The participation of Winston Blackmore, Canada's most notorious polygamist, would be welcome in the reference case on the anti-polygamy law's constitutionality, but the chief justice of the B.C. Supreme Court said Tuesday that it's not necessary. In a written decision, Robert Bauman said that not only is Winston Blackmore's participation and that of his 500 or so followers from the community of Bountiful, B.C. not necessary, there is no reason for taxpayers to pay their legal costs of participating in the reference case.

Blackmore was one of two men charged in January 2009 with practising polygamy, which has been a criminal offense since 1890. The charges were later quashed on a technicality and rather than appealing that decision, Attorney General Mike de Jong decided to refer two questions to the B.C. Supreme Court. The action was joined by the federal Justice Department.

Those two questions are: Is the anti-polygamy law consistent with the Charter of Rights and Freedoms? And, does the prohibition on polygamy require the involvement of a minor, exploitation, abuse of authority, a gross imbalance of power or undue influence?

So far, 12 interested parties have been accepted as participants in the case which is likely to go to trial in mid-November. Among the parties is Jim Oler, the other man charged in 2009 with polygamy. He is the bishop for the Fundamentalist Church of Jesus Christ of Latter Day Saints in Bountiful.

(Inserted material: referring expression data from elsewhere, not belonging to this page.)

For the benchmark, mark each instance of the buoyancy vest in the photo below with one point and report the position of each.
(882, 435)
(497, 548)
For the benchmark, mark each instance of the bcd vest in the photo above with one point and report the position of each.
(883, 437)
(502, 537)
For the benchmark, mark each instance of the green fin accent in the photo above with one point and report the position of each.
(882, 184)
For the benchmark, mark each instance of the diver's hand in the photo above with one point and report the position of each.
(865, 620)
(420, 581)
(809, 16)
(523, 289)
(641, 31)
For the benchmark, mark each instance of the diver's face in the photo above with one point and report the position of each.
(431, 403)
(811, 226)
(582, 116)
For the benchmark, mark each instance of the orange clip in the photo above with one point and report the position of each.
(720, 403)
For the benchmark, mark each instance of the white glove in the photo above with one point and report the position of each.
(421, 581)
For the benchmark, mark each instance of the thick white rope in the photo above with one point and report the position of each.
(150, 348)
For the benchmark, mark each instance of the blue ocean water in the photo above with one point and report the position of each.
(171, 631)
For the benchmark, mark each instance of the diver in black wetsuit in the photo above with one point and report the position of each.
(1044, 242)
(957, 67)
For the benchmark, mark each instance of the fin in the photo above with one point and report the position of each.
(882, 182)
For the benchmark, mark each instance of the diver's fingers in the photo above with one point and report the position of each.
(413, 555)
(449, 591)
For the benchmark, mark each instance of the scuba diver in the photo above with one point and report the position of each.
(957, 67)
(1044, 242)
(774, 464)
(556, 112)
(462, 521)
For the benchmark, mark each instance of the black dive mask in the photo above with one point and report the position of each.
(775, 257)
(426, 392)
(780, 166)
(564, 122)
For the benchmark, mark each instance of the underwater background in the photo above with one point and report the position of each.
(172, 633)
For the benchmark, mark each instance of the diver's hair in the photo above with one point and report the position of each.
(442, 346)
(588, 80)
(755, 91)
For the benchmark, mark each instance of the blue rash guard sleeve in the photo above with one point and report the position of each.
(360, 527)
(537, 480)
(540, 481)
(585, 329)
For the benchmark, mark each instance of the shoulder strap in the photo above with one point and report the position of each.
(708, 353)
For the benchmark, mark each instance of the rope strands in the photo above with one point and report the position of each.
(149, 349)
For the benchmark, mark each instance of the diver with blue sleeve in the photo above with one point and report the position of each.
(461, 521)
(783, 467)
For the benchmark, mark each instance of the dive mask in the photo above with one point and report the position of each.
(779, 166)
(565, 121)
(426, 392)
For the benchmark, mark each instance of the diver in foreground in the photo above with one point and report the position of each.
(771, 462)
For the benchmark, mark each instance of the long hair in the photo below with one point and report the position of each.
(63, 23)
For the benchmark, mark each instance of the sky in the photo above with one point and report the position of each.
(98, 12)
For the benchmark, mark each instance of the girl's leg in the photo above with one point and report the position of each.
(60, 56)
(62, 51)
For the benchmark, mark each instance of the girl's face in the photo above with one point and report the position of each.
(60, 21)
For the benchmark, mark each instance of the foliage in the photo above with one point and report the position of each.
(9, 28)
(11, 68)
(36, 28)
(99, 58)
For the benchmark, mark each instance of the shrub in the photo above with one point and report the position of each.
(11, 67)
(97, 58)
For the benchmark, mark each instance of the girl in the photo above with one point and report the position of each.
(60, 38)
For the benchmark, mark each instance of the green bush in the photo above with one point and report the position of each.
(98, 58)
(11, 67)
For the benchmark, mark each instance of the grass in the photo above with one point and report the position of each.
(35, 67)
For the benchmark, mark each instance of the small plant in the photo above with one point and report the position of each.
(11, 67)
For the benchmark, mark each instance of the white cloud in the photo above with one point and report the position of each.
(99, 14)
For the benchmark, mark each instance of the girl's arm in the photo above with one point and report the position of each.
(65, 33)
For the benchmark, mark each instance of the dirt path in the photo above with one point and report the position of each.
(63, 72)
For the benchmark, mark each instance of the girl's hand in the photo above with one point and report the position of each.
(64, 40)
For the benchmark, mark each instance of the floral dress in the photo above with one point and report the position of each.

In his judgment, Bauman said while Blackmore's participation "would help in developing the record which will assist the court in answering the questions in the reference, but that participation is not 'necessary' . . . any more than is the participation of the [12 other] interested persons."

The chief justice noted, "No proceedings are extant against Mr. Blackmore. He may possibly face a prosecution under s.293 of the Criminal Code in the future, but that is pure speculation."

Bauman went on to say that while the outcome "may possibly, but not necessarily, affect Mr. Blackmore and his followers in future," that is not enough to grant them party status equal to the federal and provincial governments and to the court-appointed amicus who will argue that the law is invalid.

He also noted that Blackmore has filed a civil suit against the province for damages arising from the failed prosecution. Adding Blackmore to this case, Bauman wrote "would transform a reference case, which is not an adversarial proceeding . . . into just that."

However, if Blackmore and his congregation wish to be given status as interested parties, Bauman said he would grant that.

As for advancing Blackmore's legal costs, which were estimated to be $1 million or more, Bauman described it as an extraordinary request with no legal precedents.

The chief justice noted that the test for advance funding is a determination that an injustice would occur without that party's participation. He rejected that in Blackmore's case.

And while Blackmore had provided "fairly significant disclosure of his personal financial situation," Bauman said there was no evidence that the congregation was unable to raise the money.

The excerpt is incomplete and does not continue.